Ce n’est pas elle qui a fraudé à l’aide sociale mais son mari. En ce qui concerne sa double nationalité, elle a expliqué qu’elle n’a pas renoncé à sa nationalité mais qu’elle a bénéficié d’un exil politique. Entre exil et double nationalité, cela crée quand même confusion. A travers une correspondance, elle nous a demandé de la remplacer » a déclaré le leader du Parti  Pitit Dessalines. La nouvelle Présidente se nomme Françoise St-Vil Villier, c’est une avocate. Elle est aussi médecin, enseignante et Pasteure. C’est peut-être déjà trop de responsabilité pour se jeter en plus à la tête d’une structure politique qui va lui demander beaucoup de sa personne. C’est bien connu, comme pour les bonnes nouvelles, les mauvaises n’arrivent jamais seules. Outre la Présidente ayant la double nationalité contrainte de jeter l’éponge, on trouve aussi le Conseiller Jacques Roobens Bordenave. Pour lui aussi, il y a eu beaucoup de confusions et de doute sur sa probité. Afin d’éviter tout malentendu, là aussi Jean-Charles Moïse à dû faire le ménage. Jacques Roobens Bordenave a été sèchement remercié.

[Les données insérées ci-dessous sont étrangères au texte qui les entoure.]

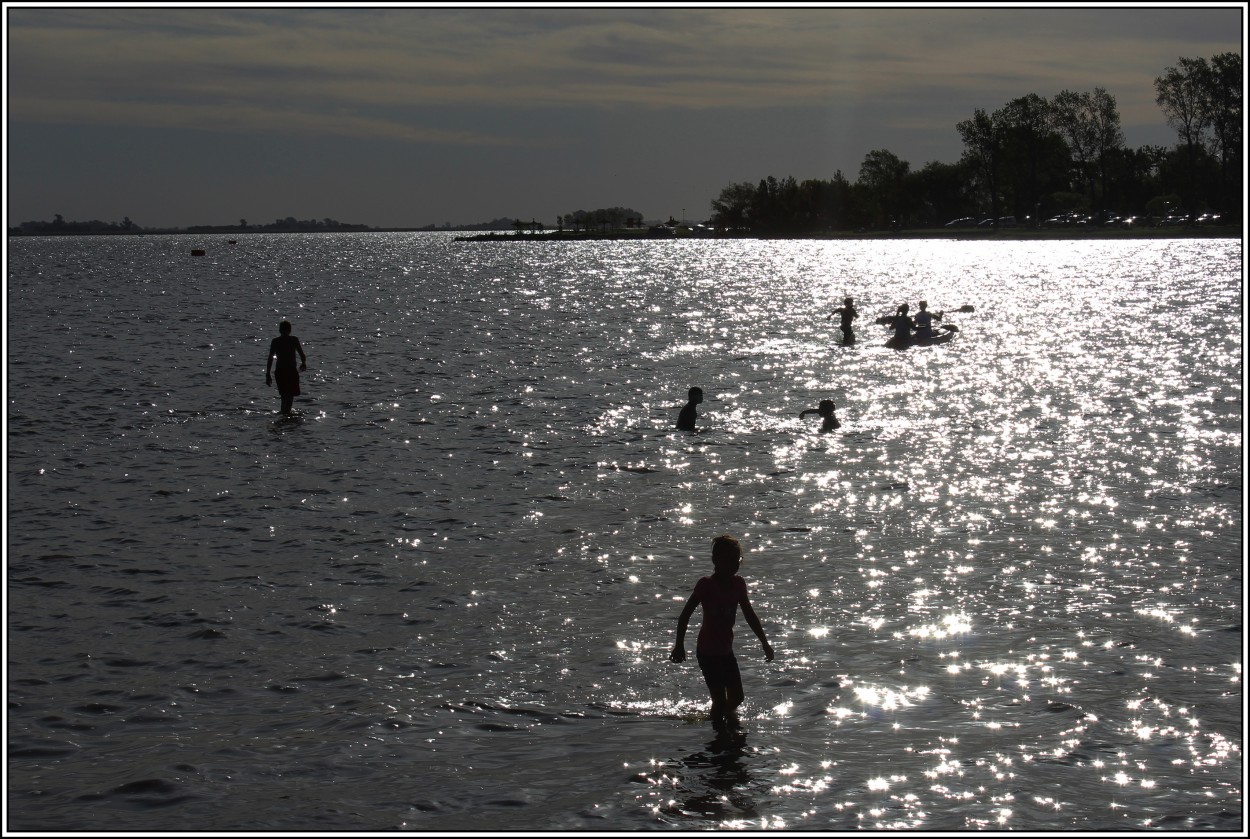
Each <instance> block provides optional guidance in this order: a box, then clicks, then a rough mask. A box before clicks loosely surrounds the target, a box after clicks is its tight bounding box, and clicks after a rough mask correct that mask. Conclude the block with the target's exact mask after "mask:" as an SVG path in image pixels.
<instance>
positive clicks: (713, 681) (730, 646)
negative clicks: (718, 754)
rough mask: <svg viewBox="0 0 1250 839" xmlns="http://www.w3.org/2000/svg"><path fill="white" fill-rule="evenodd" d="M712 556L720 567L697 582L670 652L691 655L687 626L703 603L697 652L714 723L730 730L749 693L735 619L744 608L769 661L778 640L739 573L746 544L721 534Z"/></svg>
mask: <svg viewBox="0 0 1250 839" xmlns="http://www.w3.org/2000/svg"><path fill="white" fill-rule="evenodd" d="M711 561H712V564H714V566H715V569H716V570H715V571H714V573H712V574H711V576H704V578H701V579H700V580H699V581H697V583H696V584H695V590H694V593H692V594H691V595H690V599H689V600H686V605H685V608H684V609H682V610H681V614H680V615H679V616H677V639H676V641H674V644H672V653H671V654H670V658H671V659H672V660H674V661H677V663H681V661H685V660H686V649H685V639H686V626H687V625H689V624H690V616H691V615H694V611H695V609H697V608H699V606H700V605H701V606H702V610H704V611H702V625H701V626H700V628H699V639H697V641H696V646H695V658H696V659H697V661H699V669H700V670H702V676H704V681H705V683H706V685H707V693H709V694H710V695H711V709H710V711H709V713H710V715H711V721H712V725H714V726H715V728H716V729H717V730H724V729H725V728H726V726H734V728H736V726H737V724H739V720H737V706H739V705H741V704H742V700H744V699H745V694H744V690H742V676H741V673H740V671H739V669H737V659H736V658H735V656H734V619H735V616H736V613H737V610H739V609H741V611H742V618H744V619H745V620H746V624H747V625H749V626H750V628H751V630H752V631H754V633H755V635H756V638H759V639H760V644H761V645H763V646H764V658H765V660H768V661H771V660H773V646H771V645H770V644H769V639H768V636H766V635H765V634H764V626H763V625H761V624H760V619H759V616H758V615H756V614H755V610H754V609H752V608H751V600H750V598H749V596H747V593H746V580H744V579H742V578H741V576H739V575H737V569H739V568H740V566H741V564H742V548H741V545H740V544H739V543H737V540H736V539H734V538H732V536H730V535H721V536H716V538H715V539H714V540H712V546H711Z"/></svg>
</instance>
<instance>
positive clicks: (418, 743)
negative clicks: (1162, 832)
mask: <svg viewBox="0 0 1250 839" xmlns="http://www.w3.org/2000/svg"><path fill="white" fill-rule="evenodd" d="M194 248H201V249H204V250H205V251H206V255H205V256H202V258H195V256H191V255H190V251H191V249H194ZM1241 268H1243V256H1241V243H1240V241H1236V240H1185V239H1178V240H1126V241H944V240H943V241H940V240H898V241H759V240H741V241H719V240H717V241H705V240H699V241H689V240H679V241H592V243H559V244H557V243H466V241H456V240H455V239H454V236H451V235H446V234H350V235H249V236H241V238H240V239H239V240H237V243H236V244H232V245H231V244H229V243H227V241H226V240H225V239H224V238H214V236H205V238H195V236H138V238H46V239H12V240H10V243H9V260H8V269H9V274H8V318H6V334H8V389H6V396H8V403H9V404H8V434H6V441H8V498H6V501H8V529H6V530H8V538H6V541H8V571H9V585H8V616H9V625H8V693H9V703H10V704H9V714H8V733H9V756H8V764H9V774H8V808H6V809H8V823H9V828H10V829H14V830H41V831H56V833H61V831H93V833H94V831H100V830H154V831H178V830H212V831H261V830H282V831H319V830H324V831H331V830H334V831H382V830H431V831H470V830H585V831H601V830H700V829H715V828H722V829H724V828H741V829H749V830H761V829H775V830H828V831H839V830H864V829H868V830H873V829H903V830H914V831H981V830H984V831H994V830H1014V831H1039V833H1050V831H1064V830H1086V831H1118V830H1125V831H1131V830H1140V829H1150V828H1155V829H1166V830H1205V831H1239V830H1241V829H1243V825H1244V815H1243V794H1241V783H1243V766H1244V754H1243V719H1244V718H1243V708H1244V693H1243V681H1241V661H1243V650H1244V639H1243V619H1241V616H1243V568H1244V545H1243V518H1241V513H1243V495H1241V490H1243V483H1244V476H1243V448H1241V439H1243V393H1241V383H1243V366H1241V365H1243V344H1241V335H1243V324H1241V315H1243V309H1241ZM845 295H854V296H855V299H856V301H858V304H859V308H860V311H861V319H860V321H859V323H860V326H859V341H858V343H855V344H853V345H844V344H843V343H841V341H840V340H839V338H838V329H836V324H838V321H836V318H835V319H834V320H828V315H829V313H830V311H831V310H833V309H834V308H836V306H838V305H840V303H841V299H843V298H844V296H845ZM921 298H925V299H928V300H929V301H930V308H931V309H935V310H945V311H946V313H948V314H946V321H945V323H949V324H954V325H956V326H958V328H959V331H958V334H956V338H955V339H954V340H953V341H950V343H948V344H944V345H940V346H929V348H913V349H910V350H906V351H895V350H890V349H886V348H885V346H884V339H885V338H886V331H885V330H884V329H883V328H880V326H876V325H874V324H873V319H875V318H876V316H878V315H881V314H886V313H889V311H891V310H893V309H894V306H896V305H898V304H899V303H903V301H910V303H911V304H913V308H914V306H915V301H916V300H918V299H921ZM960 306H973V309H974V310H973V311H971V313H964V314H958V313H956V311H955V310H958V309H959V308H960ZM284 318H285V319H290V320H291V321H292V324H294V333H295V335H297V336H299V338H300V339H301V340H302V343H304V346H305V350H306V351H307V355H309V370H307V373H305V374H304V379H302V389H304V395H302V396H300V398H299V399H297V400H296V409H297V411H299V415H297V416H295V418H291V419H284V418H280V416H279V415H276V414H275V410H276V408H277V396H276V393H275V391H274V390H272V389H266V388H265V384H264V368H265V351H266V349H267V346H269V340H270V339H271V338H272V336H274V335H276V334H277V333H276V326H277V321H279V320H281V319H284ZM692 385H697V386H701V388H702V389H704V391H705V394H706V400H705V401H704V404H702V405H701V406H700V419H699V430H697V433H694V434H690V433H679V431H675V430H674V428H672V426H674V421H675V419H676V414H677V411H679V409H680V408H681V405H682V404H684V401H685V394H686V389H687V388H690V386H692ZM826 398H828V399H833V400H834V401H835V404H836V405H838V418H839V420H840V421H841V428H840V429H839V430H836V431H834V433H830V434H823V433H821V431H820V424H819V419H804V420H800V419H799V413H800V411H801V410H804V409H810V408H815V406H816V403H818V401H820V400H821V399H826ZM724 531H727V533H732V534H735V535H737V536H739V538H740V539H741V540H742V544H744V548H745V550H746V556H745V560H744V563H742V569H741V571H740V573H741V574H742V575H744V576H745V578H746V580H747V584H749V586H750V590H751V600H752V604H754V606H755V609H756V611H758V613H759V615H760V616H761V619H763V621H764V625H765V629H766V631H768V634H769V636H770V639H771V641H773V645H774V646H775V648H776V660H774V661H771V663H765V661H764V659H763V655H761V653H760V649H759V644H758V643H756V640H755V638H754V636H752V634H751V633H750V630H749V629H746V628H745V625H742V621H741V620H739V628H737V633H736V635H737V641H736V646H737V655H739V660H740V663H741V666H742V673H744V681H745V686H746V695H747V700H746V704H745V705H744V708H742V711H744V714H742V715H744V729H742V730H741V731H740V733H735V734H717V733H715V731H714V730H712V728H711V725H710V724H709V721H707V718H706V715H705V710H706V691H705V689H704V686H702V681H701V678H700V674H699V669H697V666H696V665H695V664H694V661H692V656H691V659H690V660H689V661H687V663H686V664H681V665H677V664H672V663H671V661H669V660H667V654H669V650H670V648H671V644H672V636H674V629H675V623H676V615H677V613H679V611H680V609H681V605H682V603H684V600H685V599H686V596H689V594H690V590H691V589H692V588H694V584H695V581H696V580H697V578H699V576H701V575H704V574H707V573H710V570H711V564H710V543H711V539H712V536H715V535H717V534H720V533H724ZM696 625H697V616H696V618H695V621H694V624H692V626H691V630H692V633H694V631H695V628H696ZM692 638H694V635H692V634H691V636H690V644H692Z"/></svg>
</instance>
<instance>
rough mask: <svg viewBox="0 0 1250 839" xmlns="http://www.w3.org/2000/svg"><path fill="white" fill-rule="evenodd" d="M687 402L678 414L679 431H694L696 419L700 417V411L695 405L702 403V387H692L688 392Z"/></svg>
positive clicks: (686, 401) (677, 420)
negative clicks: (698, 410) (700, 387)
mask: <svg viewBox="0 0 1250 839" xmlns="http://www.w3.org/2000/svg"><path fill="white" fill-rule="evenodd" d="M686 399H687V401H686V404H685V406H684V408H682V409H681V413H680V414H677V430H679V431H694V430H695V420H696V419H697V418H699V414H697V411H695V405H699V404H701V403H702V388H691V389H690V391H689V393H687V394H686Z"/></svg>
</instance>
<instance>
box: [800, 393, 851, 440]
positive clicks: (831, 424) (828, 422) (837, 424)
mask: <svg viewBox="0 0 1250 839" xmlns="http://www.w3.org/2000/svg"><path fill="white" fill-rule="evenodd" d="M835 410H836V406H835V405H834V400H833V399H821V400H820V406H819V408H809V409H806V410H803V411H799V419H803V418H804V416H806V415H808V414H819V415H820V416H823V418H824V419H825V423H824V425H821V426H820V433H821V434H829V433H830V431H834V430H836V429H839V428H841V425H843V424H841V423H839V421H838V418H836V416H834V411H835Z"/></svg>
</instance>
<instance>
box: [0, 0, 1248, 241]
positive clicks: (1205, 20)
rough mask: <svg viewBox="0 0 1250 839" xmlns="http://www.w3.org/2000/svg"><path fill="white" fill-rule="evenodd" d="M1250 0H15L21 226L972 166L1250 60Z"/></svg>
mask: <svg viewBox="0 0 1250 839" xmlns="http://www.w3.org/2000/svg"><path fill="white" fill-rule="evenodd" d="M1244 18H1245V5H1244V4H1241V3H1235V4H1228V3H1225V4H1184V5H1181V4H1168V5H1154V4H1136V5H1119V4H1116V5H1110V4H1108V5H1099V6H1088V5H1078V4H1061V5H1056V4H1041V5H1040V4H1003V5H996V6H984V5H963V6H943V5H939V4H910V5H905V4H859V5H854V6H851V5H844V4H789V5H771V4H770V5H759V4H751V5H741V4H724V5H692V4H680V5H679V4H641V3H635V4H611V5H607V4H605V5H571V6H552V5H550V4H549V5H546V6H544V5H537V4H532V5H531V4H437V5H434V4H369V5H354V4H347V5H342V4H326V5H320V4H307V5H295V4H291V5H284V4H232V5H230V6H225V5H217V4H168V5H138V6H136V5H133V4H131V5H110V4H73V5H71V4H22V3H6V4H5V44H6V56H5V58H6V68H5V96H6V101H5V155H6V160H5V170H6V200H5V215H6V226H15V225H17V224H20V223H21V221H27V220H51V219H53V218H54V216H55V215H56V214H60V215H61V216H64V218H65V219H66V220H68V221H86V220H95V219H99V220H103V221H121V220H123V219H124V218H130V219H131V220H133V221H135V223H136V224H139V225H141V226H145V228H181V226H190V225H199V224H214V225H224V224H239V223H240V220H242V219H246V220H247V221H249V223H250V224H267V223H271V221H274V220H275V219H285V218H287V216H295V218H297V219H326V218H330V219H335V220H339V221H344V223H352V224H366V225H370V226H377V228H420V226H425V225H430V224H432V225H439V226H441V225H444V224H451V225H461V224H475V223H480V221H489V220H492V219H497V218H515V219H525V220H529V219H535V220H539V221H542V223H544V224H547V225H555V223H556V218H557V216H559V215H562V214H567V213H574V211H576V210H594V209H599V208H611V206H622V208H629V209H632V210H636V211H639V213H641V214H642V215H644V216H645V218H646V219H649V220H664V219H667V218H670V216H674V218H679V219H690V220H702V219H706V218H707V215H709V214H710V209H711V208H710V205H711V201H712V200H715V199H716V198H717V196H719V195H720V193H721V190H722V189H725V188H726V186H729V185H731V184H735V183H751V184H755V183H758V181H759V180H760V179H764V178H768V176H770V175H771V176H775V178H778V179H784V178H788V176H794V178H795V179H798V180H800V181H801V180H805V179H823V180H828V179H831V178H833V176H834V175H835V173H838V171H841V173H843V174H844V175H845V176H846V178H849V179H850V180H853V181H854V180H856V179H858V176H859V170H860V165H861V164H863V161H864V158H865V155H868V154H869V153H870V151H874V150H880V149H885V150H889V151H891V153H894V154H895V155H898V156H899V158H900V159H903V160H905V161H908V163H909V164H910V165H911V168H913V169H920V168H921V166H924V165H925V164H928V163H931V161H938V163H945V164H951V163H956V161H958V160H959V158H960V155H961V153H963V143H961V141H960V139H959V133H958V130H956V128H955V126H956V124H958V123H960V121H961V120H965V119H969V118H971V116H973V114H974V113H975V110H976V109H984V110H986V111H994V110H998V109H1000V108H1003V106H1004V105H1006V104H1008V103H1009V101H1011V100H1013V99H1018V98H1020V96H1025V95H1029V94H1038V95H1040V96H1045V98H1051V96H1054V95H1055V94H1058V93H1060V91H1061V90H1073V91H1078V93H1089V91H1093V90H1094V89H1095V88H1104V89H1105V90H1106V91H1108V93H1109V94H1111V95H1113V96H1114V98H1115V100H1116V103H1118V105H1119V110H1120V116H1121V125H1123V129H1124V134H1125V141H1126V145H1129V146H1130V148H1138V146H1141V145H1148V144H1149V145H1164V146H1173V145H1175V144H1176V133H1175V131H1174V130H1173V129H1170V128H1169V126H1168V124H1166V120H1165V118H1164V115H1163V113H1161V110H1160V109H1159V106H1158V105H1156V104H1155V90H1154V80H1155V79H1156V78H1158V76H1160V75H1163V74H1164V73H1165V71H1166V69H1168V68H1170V66H1176V65H1178V63H1179V59H1181V58H1206V59H1209V58H1211V56H1214V55H1218V54H1220V53H1229V51H1231V53H1238V54H1240V53H1241V44H1243V41H1244V38H1245V20H1244Z"/></svg>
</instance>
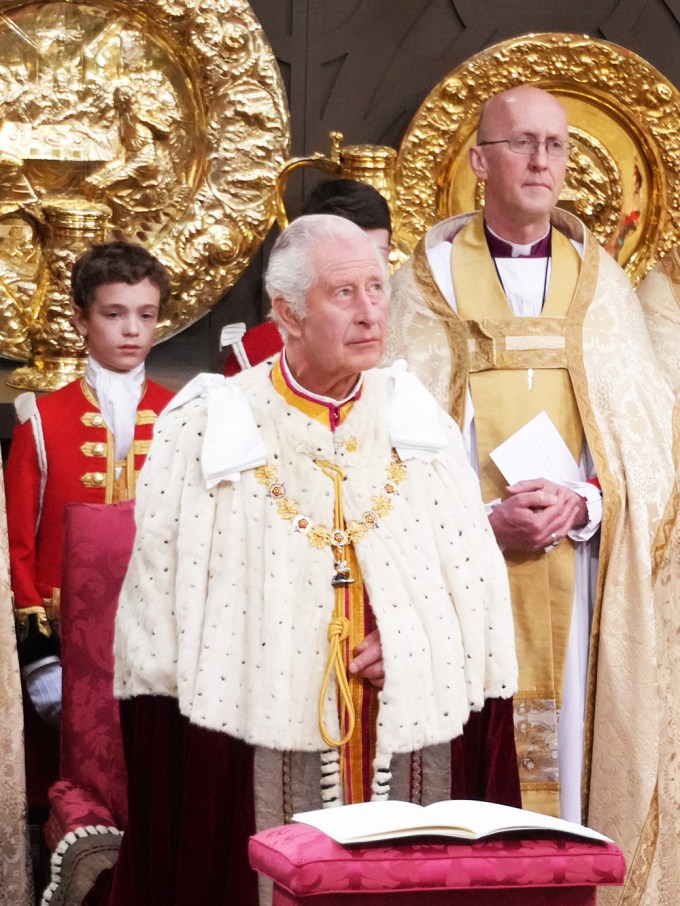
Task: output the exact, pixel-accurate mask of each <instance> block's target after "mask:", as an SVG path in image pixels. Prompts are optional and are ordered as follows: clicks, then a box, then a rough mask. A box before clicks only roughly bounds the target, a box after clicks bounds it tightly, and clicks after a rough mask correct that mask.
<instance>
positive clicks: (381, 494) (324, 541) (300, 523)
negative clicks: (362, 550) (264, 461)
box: [255, 450, 406, 549]
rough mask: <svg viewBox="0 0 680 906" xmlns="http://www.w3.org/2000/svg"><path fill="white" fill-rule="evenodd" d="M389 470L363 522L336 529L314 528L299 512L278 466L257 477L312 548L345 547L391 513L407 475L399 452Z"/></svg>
mask: <svg viewBox="0 0 680 906" xmlns="http://www.w3.org/2000/svg"><path fill="white" fill-rule="evenodd" d="M386 471H387V481H386V482H385V484H384V486H383V492H384V493H383V494H376V495H375V496H374V497H372V498H371V509H370V510H367V511H366V512H365V513H364V514H363V517H362V518H361V519H360V520H355V519H353V520H352V521H351V522H349V523H348V524H347V528H346V529H339V528H338V529H333V530H331V529H329V528H328V527H327V526H325V525H315V524H314V522H313V521H312V520H311V519H310V517H309V516H305V515H304V514H303V513H301V512H300V504H299V503H298V501H297V500H293V499H291V498H290V497H288V495H287V493H286V486H285V485H284V484H283V483H282V482H281V481H280V480H279V474H278V470H277V469H276V466H272V465H266V466H260V467H259V468H258V469H256V470H255V478H256V479H257V481H258V482H259V483H260V484H263V485H265V486H266V487H267V496H268V497H270V498H271V499H272V501H273V502H274V503H275V504H276V509H277V510H278V513H279V516H281V518H282V519H285V520H286V521H287V522H292V523H293V527H294V529H295V531H296V532H302V534H303V535H306V536H307V539H308V540H309V543H310V544H311V545H312V547H315V548H318V549H321V548H323V547H326V546H328V547H344V546H345V545H347V544H355V543H356V542H357V541H362V540H363V539H364V538H365V537H366V535H367V534H368V530H369V529H371V528H378V525H379V520H380V518H381V517H382V516H386V515H387V514H388V513H389V512H390V511H391V509H392V498H393V497H394V496H395V494H397V493H398V490H397V485H399V484H401V482H402V481H403V480H404V477H405V475H406V467H405V465H404V463H403V462H402V461H401V460H400V459H399V454H398V453H397V452H396V450H393V451H392V462H391V463H390V464H389V465H388V467H387V470H386Z"/></svg>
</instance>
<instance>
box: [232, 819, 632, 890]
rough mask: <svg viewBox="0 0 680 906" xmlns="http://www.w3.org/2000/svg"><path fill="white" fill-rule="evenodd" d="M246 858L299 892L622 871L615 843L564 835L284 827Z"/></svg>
mask: <svg viewBox="0 0 680 906" xmlns="http://www.w3.org/2000/svg"><path fill="white" fill-rule="evenodd" d="M432 839H433V838H430V840H432ZM440 839H441V838H440ZM249 856H250V864H251V865H252V867H253V868H254V869H256V871H258V872H260V873H262V874H264V875H266V876H267V877H269V878H271V879H272V880H273V881H274V882H275V883H276V884H277V885H279V886H280V888H281V889H282V890H284V891H287V892H288V893H292V894H294V895H299V896H302V897H306V896H310V895H322V894H334V893H345V894H347V893H355V892H360V891H364V892H369V891H370V892H371V893H374V894H376V893H378V892H380V891H385V892H387V891H392V892H395V891H407V890H410V891H425V890H431V891H435V890H467V891H469V890H471V889H475V888H476V889H480V890H491V889H496V890H499V889H501V890H506V889H507V888H513V887H515V888H517V887H519V888H532V887H544V888H545V887H562V888H569V887H573V888H584V887H593V886H594V885H605V884H606V885H609V884H613V885H617V884H622V883H623V879H624V876H625V862H624V859H623V854H622V853H621V850H620V849H619V848H618V847H617V846H615V845H614V844H598V843H586V842H583V841H580V840H574V839H571V838H570V839H559V840H555V839H553V840H545V839H522V840H520V839H505V840H498V839H496V840H487V841H484V842H481V841H480V842H476V843H463V842H458V841H457V842H454V843H451V842H427V843H424V842H419V843H410V844H404V843H401V844H399V845H392V846H379V845H375V846H366V847H343V846H341V845H340V844H338V843H336V842H335V841H334V840H332V839H331V838H330V837H328V836H326V835H325V834H323V833H321V831H318V830H316V829H315V828H312V827H308V826H306V825H304V824H288V825H285V826H283V827H275V828H271V829H270V830H266V831H262V832H261V833H259V834H255V835H254V836H253V837H251V839H250V846H249ZM289 901H290V902H296V900H295V899H294V898H293V899H292V900H289ZM322 901H323V902H325V900H320V902H322ZM332 901H333V900H332V898H331V899H329V901H328V902H332ZM282 902H288V901H286V899H285V898H284V899H283V900H282ZM505 902H506V903H507V902H509V901H508V900H505ZM518 902H519V901H518ZM525 902H527V903H528V902H530V900H529V899H527V900H526V901H525ZM560 902H565V903H566V902H587V900H585V901H584V900H579V899H573V900H572V899H564V900H561V901H560Z"/></svg>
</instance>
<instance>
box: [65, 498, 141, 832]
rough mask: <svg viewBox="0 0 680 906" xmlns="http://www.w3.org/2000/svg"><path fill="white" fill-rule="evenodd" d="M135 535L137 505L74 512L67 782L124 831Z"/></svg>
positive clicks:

« Il y avait quelques confusions sur Bordenave. Je n’avais pas trop de détails. Je lui ai parlé et il a accepté de se faire remplacer parce qu’il veut que nous avancions très vite » a tout simplement déclaré l’ancien sénateur pour justifier le départ précipité de ce membre. C’est Netlande Pierre Derius qui lui a succédé au pied levé. Comme l’on peut le voir, c’est dans la douleur qu’a pris naissance cette nouvelle entité politique à laquelle personne, alors personne, ne prête ni vie ni succès dans une entreprise qu’on sait d’avance vouée à l’échec. Si pour certains cette structure n’est qu’une de plus dans le paysage politique haïtien depuis la Transition, pour d’autres, sa chance de réussir est aussi nulle qu’il neige un jour sur Port-au-Prince. Dans la mesure où elle est née dans une conjoncture politique où la concurrence est grande et surtout dans un environnement où son concepteur, Jean-Charles Moïse, fait pratiquement l’unanimité contre lui parmi les faiseurs de roi en Haïti.